Last week, a night-shift manager at a Walmart in Chesapeake, Virginia, opened fire inside the supermarket, killing six and injuring four others before taking his own life. Days earlier, a gunman wielded an AR-15-style rifle, killing five while injuring 19 others at a nightclub in Colorado Springs, Colorado.
"I'm sick and tired of these shootings," U.S. President Joe Biden said last week. "We should have much stricter gun laws."
However, it is unlikely for a ban on assault weapons to be approved by the U.S. Congress in the near future.
Republicans will take control of the House of Representatives next term, making it almost impossible for gun control legislation to go through the chamber.
In the Senate, though Democrats held onto their majority, they don't have enough votes to overcome the filibuster to pass new gun regulations.
After the new Congress convenes early next year, Republicans on Capitol Hill are likely to go toe-to-toe with Democrats on gun issues.
U.S. Senator Lindsey Graham, a Republican from South Carolina, tweeted on Thursday that he will seek to "strengthen the Second Amendment right to keep and bear arms."
RISING GUN OWNERSHIP
About a third of American adults say they personally own a gun, according to the Pew Research Center.
The United States has more guns than any other country, with estimated over 400 million guns between police, the military and American civilians.

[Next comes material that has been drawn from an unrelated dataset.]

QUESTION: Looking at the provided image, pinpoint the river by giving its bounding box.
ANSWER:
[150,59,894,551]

Over 393 million -- over 98 percent -- of those guns are in civilian hands, the equivalent of 120 firearms per 100 citizens.
The number continues to grow each year.
Firearms sales surged during the COVID-19 pandemic, with an estimated 7.5 million new firearm owners, and 5.4 million homes previously without firearms now contain firearms, the study in the JAMA Network Open said, adding that the increase was associated with the exposure of more than 16 million people to firearms in the home for the first time.
Last week, the National Shooting Sports Foundation, an American national trade association for the firearms industry, said federal authorities had completed 711,372 background checks for the purchase of a firearm at retail during the week leading up to and including "Black Friday."
The day after Thanksgiving in the United States, Black Friday is traditionally the best gun sales day of a year, and last Friday was bested by only two other recent Black Fridays in 2017 and 2019.
Advocates of gun control in the country have pointed a finger at firearm manufacturers and a federal law that protects them from being held liable when crimes have been committed with their products.
"While families across the country sat with empty seats at their dinner tables and mourned their loved ones stolen by gun violence, the gun industry -- an industry with unique legal protections that shield it from accountability -- made record sales," Everytown for Gun Safety, an American nonprofit organization which advocates for gun control and against gun violence, tweeted on Thursday.
According to the Gun Violence Archive, in the first 11 months of this year, the United States has suffered at least 618 mass shootings, defined by the nonprofit as one in which at least four people are shot, excluding the shooter. Last year, the country saw a staggering number of 690 mass shootings, up from 610 in 2020 and 417 in 2019.